Le premier modèle de sainteté est le martyr supplicié en défendant sa foi. Le martyre est présenté comme un combat, pas seulement contre des animaux. L’origine n’est pas que vétéro-testamentaire, c’est aussi un thème de la philosophie païenne, notamment du stoïcisme. Le modèle biblique est celui du Livre des Macchabées, dans lequel la culture philosophique grecque est évidente. Chaque soldat de Dieu revêt la « cuirasse » de la justice, s’arme du « bouclier » de la foi et du « glaive » de l’esprit. Ces images se retrouvent dans les vies de saints. Saint Paul, en développant le thème de la « militia », du juste combat, donne à l’« agôn », l’esprit de concours, ses lettres de noblesse chrétiennes (Éphésiens 6, 13-17). En outre, aux temps des persécutions, le spectacle des chrétiens condamnés à combattre désarmés les bêtes de l’arène – comme le faisaient, bien équipés, les « bestiarii » professionnels dans une « venatio », une chasse mise en scène – faisait coïncider image et réalité (Buc 1997). Les bêtes sauvages et, plus largement, la brutalité des supplices, participent à la mort exemplaire des martyrs.

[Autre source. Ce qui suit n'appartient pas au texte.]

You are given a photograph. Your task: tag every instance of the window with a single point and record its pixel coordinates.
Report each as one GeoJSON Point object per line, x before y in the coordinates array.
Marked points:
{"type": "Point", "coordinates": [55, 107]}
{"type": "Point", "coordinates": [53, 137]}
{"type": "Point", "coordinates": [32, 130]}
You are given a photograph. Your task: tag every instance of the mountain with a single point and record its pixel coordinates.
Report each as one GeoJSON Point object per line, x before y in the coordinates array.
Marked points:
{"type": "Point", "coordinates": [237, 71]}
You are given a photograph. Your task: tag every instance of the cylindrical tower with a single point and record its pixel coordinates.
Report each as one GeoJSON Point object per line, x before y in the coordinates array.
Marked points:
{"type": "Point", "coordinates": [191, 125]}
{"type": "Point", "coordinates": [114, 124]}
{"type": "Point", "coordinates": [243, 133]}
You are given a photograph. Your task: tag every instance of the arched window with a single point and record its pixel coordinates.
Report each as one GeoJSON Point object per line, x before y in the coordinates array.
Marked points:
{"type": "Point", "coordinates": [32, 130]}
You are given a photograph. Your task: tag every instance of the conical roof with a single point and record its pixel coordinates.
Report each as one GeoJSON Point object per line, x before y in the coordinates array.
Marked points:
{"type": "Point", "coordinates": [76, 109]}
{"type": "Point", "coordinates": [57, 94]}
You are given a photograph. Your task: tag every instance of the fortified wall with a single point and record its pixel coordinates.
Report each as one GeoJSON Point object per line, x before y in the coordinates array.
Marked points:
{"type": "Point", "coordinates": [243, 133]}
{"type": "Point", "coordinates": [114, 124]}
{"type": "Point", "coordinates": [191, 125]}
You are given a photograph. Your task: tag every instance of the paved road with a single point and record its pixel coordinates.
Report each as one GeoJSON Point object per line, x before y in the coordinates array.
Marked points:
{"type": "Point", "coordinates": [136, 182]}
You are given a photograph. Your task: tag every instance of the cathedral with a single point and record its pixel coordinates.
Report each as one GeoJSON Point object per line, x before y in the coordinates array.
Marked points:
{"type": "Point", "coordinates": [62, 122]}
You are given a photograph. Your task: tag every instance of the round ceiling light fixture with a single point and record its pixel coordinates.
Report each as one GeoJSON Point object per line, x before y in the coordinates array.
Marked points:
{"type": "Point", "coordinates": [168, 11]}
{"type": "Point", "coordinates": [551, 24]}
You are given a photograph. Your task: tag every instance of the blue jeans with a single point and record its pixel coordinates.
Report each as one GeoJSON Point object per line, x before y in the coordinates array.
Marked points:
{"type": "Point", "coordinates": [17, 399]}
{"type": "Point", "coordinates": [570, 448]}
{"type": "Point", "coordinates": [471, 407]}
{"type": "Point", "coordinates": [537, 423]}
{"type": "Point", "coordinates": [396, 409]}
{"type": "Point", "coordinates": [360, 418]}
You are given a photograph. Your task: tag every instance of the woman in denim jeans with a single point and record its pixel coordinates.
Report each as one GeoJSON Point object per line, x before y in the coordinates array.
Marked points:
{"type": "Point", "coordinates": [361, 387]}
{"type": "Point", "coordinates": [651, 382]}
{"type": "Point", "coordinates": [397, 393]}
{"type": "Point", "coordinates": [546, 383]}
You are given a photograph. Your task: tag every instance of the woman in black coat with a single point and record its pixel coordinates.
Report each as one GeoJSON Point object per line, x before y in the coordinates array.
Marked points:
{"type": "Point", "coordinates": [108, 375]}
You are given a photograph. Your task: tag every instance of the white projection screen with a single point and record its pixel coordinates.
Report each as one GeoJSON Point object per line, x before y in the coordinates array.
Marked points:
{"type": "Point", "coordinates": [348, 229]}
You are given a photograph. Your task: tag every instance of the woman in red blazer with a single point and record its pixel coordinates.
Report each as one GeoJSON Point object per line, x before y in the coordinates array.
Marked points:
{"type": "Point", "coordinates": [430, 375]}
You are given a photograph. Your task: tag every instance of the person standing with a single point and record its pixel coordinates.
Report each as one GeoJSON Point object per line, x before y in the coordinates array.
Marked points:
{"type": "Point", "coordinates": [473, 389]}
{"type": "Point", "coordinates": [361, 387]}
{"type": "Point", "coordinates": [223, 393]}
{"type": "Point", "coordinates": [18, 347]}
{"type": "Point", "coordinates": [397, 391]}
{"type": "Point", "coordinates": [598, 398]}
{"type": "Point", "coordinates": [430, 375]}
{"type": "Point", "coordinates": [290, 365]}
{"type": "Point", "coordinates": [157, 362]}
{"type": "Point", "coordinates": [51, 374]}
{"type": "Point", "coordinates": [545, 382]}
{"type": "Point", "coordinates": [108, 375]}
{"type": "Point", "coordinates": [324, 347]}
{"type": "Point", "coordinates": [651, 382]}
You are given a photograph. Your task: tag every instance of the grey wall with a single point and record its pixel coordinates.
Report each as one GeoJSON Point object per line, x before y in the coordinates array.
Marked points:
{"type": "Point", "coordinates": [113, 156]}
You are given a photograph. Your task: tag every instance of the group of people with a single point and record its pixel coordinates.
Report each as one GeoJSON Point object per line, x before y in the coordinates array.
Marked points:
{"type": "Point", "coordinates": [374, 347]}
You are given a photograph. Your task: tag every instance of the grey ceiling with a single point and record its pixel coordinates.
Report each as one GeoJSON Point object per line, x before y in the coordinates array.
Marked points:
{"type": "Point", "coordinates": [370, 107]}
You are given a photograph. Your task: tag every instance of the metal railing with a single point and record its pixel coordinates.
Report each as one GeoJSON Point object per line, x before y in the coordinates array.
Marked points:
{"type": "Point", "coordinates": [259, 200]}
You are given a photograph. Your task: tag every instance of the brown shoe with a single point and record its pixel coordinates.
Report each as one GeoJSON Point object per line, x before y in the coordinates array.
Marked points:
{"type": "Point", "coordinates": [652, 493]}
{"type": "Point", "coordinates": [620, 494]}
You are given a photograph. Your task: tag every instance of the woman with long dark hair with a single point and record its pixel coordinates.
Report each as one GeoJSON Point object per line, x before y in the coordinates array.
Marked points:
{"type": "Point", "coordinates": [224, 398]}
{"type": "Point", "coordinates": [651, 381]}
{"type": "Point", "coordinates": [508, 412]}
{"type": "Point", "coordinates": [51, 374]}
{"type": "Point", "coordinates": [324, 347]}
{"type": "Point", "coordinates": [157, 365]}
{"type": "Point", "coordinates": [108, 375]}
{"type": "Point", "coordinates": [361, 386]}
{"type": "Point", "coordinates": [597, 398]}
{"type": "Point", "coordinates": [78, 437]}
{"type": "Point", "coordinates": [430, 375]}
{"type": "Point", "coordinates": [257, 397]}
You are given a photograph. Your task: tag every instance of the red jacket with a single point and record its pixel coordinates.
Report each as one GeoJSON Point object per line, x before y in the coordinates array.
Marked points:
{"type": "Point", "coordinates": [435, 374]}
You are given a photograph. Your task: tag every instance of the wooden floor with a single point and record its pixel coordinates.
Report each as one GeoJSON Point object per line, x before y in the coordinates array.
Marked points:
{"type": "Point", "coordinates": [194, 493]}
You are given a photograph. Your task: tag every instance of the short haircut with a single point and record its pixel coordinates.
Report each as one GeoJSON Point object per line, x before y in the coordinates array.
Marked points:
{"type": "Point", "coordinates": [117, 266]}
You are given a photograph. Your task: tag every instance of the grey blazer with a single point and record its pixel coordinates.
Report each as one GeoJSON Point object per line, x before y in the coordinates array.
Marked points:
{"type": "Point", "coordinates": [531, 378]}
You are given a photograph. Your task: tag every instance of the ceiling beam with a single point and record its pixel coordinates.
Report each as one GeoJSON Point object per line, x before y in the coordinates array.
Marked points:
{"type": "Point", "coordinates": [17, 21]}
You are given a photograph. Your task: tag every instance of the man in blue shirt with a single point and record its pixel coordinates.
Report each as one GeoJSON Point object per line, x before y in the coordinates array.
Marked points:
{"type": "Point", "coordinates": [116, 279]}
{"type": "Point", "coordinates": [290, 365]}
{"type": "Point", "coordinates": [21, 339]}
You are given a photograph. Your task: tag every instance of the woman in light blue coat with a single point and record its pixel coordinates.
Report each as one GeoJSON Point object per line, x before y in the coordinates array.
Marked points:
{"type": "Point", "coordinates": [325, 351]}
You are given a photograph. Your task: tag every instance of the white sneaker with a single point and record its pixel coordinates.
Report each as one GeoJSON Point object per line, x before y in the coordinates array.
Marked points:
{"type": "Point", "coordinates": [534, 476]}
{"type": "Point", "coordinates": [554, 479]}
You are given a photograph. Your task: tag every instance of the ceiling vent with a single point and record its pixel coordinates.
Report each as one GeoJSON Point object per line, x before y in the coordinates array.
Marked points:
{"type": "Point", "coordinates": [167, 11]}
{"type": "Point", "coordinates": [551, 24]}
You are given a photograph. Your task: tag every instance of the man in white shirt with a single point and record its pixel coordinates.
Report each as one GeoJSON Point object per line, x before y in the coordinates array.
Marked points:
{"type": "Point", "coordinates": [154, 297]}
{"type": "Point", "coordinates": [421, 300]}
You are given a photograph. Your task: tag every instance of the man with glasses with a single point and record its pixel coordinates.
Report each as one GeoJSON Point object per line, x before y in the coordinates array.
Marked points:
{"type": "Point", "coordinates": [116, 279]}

Dans l’amphithéâtre, le martyr doit vaincre le diable sur son propre domaine, comme l’affirme Tertullien dans son De spectaculis. Les mouvements du diable sont symboliques : ce sont ceux du serpent qui serre, enlace et s’efforce de glisser (Tertullien 1986 : 250-252).

À partir de 312, l’âge des martyrs devient pour la mémoire de l’Église un âge héroïque (Brown 1984 : 17). À l’exception des victimes occasionnelles d’empereurs hérétiques ou païens, ou encore des rares missionnaires massacrés par la population, il n’est plus question pour personne de donner sa vie pour le Christ au sens martyrial du terme. Mais la liturgie perpétue et exalte, avec le souvenir de ceux dont on honore les reliques, celui de leurs modèles. Le thème de l’athleta Christi qui doit affronter le diable, banal dans la littérature consacrant les premiers martyrs chrétiens (Saxer 1986), perdure en prenant un sens métaphorique dans les passionnes ultérieures, le démon prenant non plus l’apparence fréquente du fauve mais celle du serpent.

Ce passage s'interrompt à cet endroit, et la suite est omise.